Regional Extremes of Temperature and Precipitation
Chapter 14 of
The IPCC 5th Assessment Report, WG1 includes, in the supplementary material of chapter 14 a table of extremes (Table 14.SM1). The underlying data are provided below in spreadsheet format.
The tabulated data are presented in two spreadsheet formats. The first of these has a row corresponding to each row in AR5 table 14.1: each row contains 10 data values, 5 for temperature and 5 for precipitation. A 2nd file is arranged with only 2 data values on each row (one temperature and one precipitation value), with a different row for each statistic (median, 25th percentile etc). This 2nd approach is easier to read in to a R program for plotting. A simple demonstration script, which produces illustration 2 below, is provided in extremesBoxPlot.r.
Caption from the report: Table 14.SM.1a: Temperature and precipitation projections by the CMIP5 global models.

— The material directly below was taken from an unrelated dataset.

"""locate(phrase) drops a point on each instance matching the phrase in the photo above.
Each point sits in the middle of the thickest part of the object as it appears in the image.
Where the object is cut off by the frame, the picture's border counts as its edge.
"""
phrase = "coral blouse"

The figures shown are averages over SREX regions (Seneviratne et al., 2012) of the projections by a set of 32 global models for the RCP2.6 scenario. Added to the SREX regions are an additional six regions containing the two polar regions, the Caribbean, Indian Ocean and Pacific Island States (see Annex I for further details).
The 26 SREX regions are: Alaska/NW Canada (ALA), Eastern Canada/Greenland/Iceland (CGI), Western North America (WNA), Central North America (CNA), Eastern North America (ENA), Central America/Mexico (CAM), Amazon (AMZ), NE Brazil (NEB), West Coast South America (WSA), South- Eastern South America (SSA), Northern Europe (NEU), Central Europe (CEU), Southern Europe/the Mediterranean (MED), Sahara (SAH), Western Africa (WAF), Eastern Africa (EAF), Southern Africa (SAF), Northern Asia (NAS), Western Asia (WAS), Central Asia (CAS), Tibetan Plateau (TIB), Eastern Asia (EAS), Southern Asia (SAS), Southeast Asia (SEA), Northern Australia (NAS) and Southern Australia/New Zealand (SAU). The area mean temperature and precipitation responses are first averaged for each model over the 1986-2005 period from the historical simulations and the 2016-2035, 2046-2065 and 2081-2100 periods of the RCP2.6 experiments.
Based on the difference between these two periods, the table shows the 25th, 50th and 75th percentiles, and the lowest and highest response among the 32 models, for temperature in degrees Celsius and precipitation as a per cent change. Regions in which the middle half (25 to 75%) of this distribution is all of the same sign in the precipitation response are coloured light brown for decreasing and light green for increasing precipitation. Information is provided for land areas contained in the boxes unless otherwise indicated. The temperature responses are averaged over the boreal winter and summer seasons; December, January and February (DJF) and June, July and August (JJA) respectively. The precipitation responses are averaged over half year periods, boreal winter; October, November, December, January, February and March (ONDJFM) and summer; April, May, June, July, August and September (AMJJAS).
Errata: the table is missing a row of data and there are errors in the RCP2.6 Caribbean annual precipitation figures
(WG1AR5_Errata_26092014.pdf, 14SM-18 and 14SM-22).
The DDC also provides further information on the regions used in the analysis and associated data files defining the boundaries of the regions.
- Seneviratne, S. I., et al., 2012: Changes in climate extremes and their impacts on the
natural physical environment. In:
Managing the Risks of Extreme Events and
Disasters to Advance Climate Change Adaptation. A Special Report of Working
Groups I and II of the Intergovernmental Panel on Climate Change (IPCC) [C. B.
Field, V. Barros, T. F. Stocker, D. Qin, D. J. Dokken, K. L. Ebi, M. D. Mastrandrea, K. J.
Mach, G. -K. Plattner, S. K. Allen, M. Tignor and P. M. Midgley (eds.)]. Cambridge
University Press, Cambridge, United Kingdom, and New York, NY, USA, pp.